The narrator’s relationship with her father is also interesting as there is no outward display of love or affection by either character and the narrator does tell the reader that her father ‘came back to us always, to my mother and me, from places where our judgement could not follow.’ This line in particular is important as not only is it confusing (for both the reader and the narrator) but there is also a sense that the narrator doesn’t really know her father. The closeness that one would expect between father and daughter is non-existent. Although it is also possible that Munro is suggesting that the narrator’s father may not necessarily be one to show affection. Something that is noticeable when both the narrator and her father are checking the muskrat traps. At no stage does the narrator’s father guide her. Something that is highlighted when the narrator is walking along the river and her father doesn’t warn her of the dangers of walking close to the water.
The encounter with Joe may also be important as it is noticeable that the narrator shows no fear when she sees him coming towards her and her father with an axe. There are several reasons as to why the narrator shows no fear with one of them being the fact that due to how she lives her life (or sees her life) the narrator may not actually fear dying and may consider it to be an easier way to go than to continue living her life as she does. If anything it would appear that the narrator is prepared to accept that she might be killed. The fact that the reader also learns that Joe burnt down his own house may also be important as Munro could be including the incident into the story to highlight how harsh conditions are. By also giving his cat straight whiskey to drink it is also possible that Joe spends the majority of his time (not only isolated from others) but drinking as well. Just as the narrator struggles in her life so too does Joe.

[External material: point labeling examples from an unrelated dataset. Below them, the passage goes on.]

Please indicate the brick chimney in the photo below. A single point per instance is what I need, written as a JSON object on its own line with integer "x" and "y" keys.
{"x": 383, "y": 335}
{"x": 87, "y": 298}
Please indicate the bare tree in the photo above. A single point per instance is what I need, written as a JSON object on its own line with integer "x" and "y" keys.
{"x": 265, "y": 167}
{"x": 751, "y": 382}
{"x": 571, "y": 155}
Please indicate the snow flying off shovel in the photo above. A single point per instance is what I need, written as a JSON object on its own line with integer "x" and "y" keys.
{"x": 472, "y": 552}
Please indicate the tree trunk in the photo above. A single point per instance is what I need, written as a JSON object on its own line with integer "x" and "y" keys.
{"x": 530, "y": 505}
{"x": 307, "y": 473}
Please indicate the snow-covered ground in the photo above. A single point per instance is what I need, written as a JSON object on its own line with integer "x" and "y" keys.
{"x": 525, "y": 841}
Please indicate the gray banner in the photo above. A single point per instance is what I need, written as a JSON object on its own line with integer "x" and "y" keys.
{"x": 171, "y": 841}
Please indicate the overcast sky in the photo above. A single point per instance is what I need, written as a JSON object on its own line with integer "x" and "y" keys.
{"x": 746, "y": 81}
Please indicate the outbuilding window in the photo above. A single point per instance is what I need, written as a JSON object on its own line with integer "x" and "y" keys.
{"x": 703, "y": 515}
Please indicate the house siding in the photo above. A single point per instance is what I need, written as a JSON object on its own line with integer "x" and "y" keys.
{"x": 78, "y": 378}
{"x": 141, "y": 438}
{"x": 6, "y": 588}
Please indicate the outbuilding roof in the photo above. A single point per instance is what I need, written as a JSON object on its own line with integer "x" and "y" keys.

The ending of the story is also interesting as for only the second time in the story does the narrator appear to be in control. The first occasion occurs when she is with her father by the river and she wants to touch the dead muskrat though decides against it (by touching the muskrat the narrator would be able to get a real sense of what it feels like to be dead). However it is the second time that the narrator is in control which is the most important. Having been told by her father not to mention to her mother or to Mary anything about Joe’s axe, the narrator doesn’t. If anything she feels empowered knowing that she knows something that neither her mother nor Mary know anything about. It is also this sense of secrecy (about the axe) that also further empowers the narrator. Just as she was unsure of so many things about life throughout the story. Now she and her father share a secret that no one else knows anything about. It is also possible that Munro is using the axe as symbolism to highlight to the reader the severing of the narrator’s relationship with Mary now that she feels that her father is her ally. Both having something in common for the first time in the story.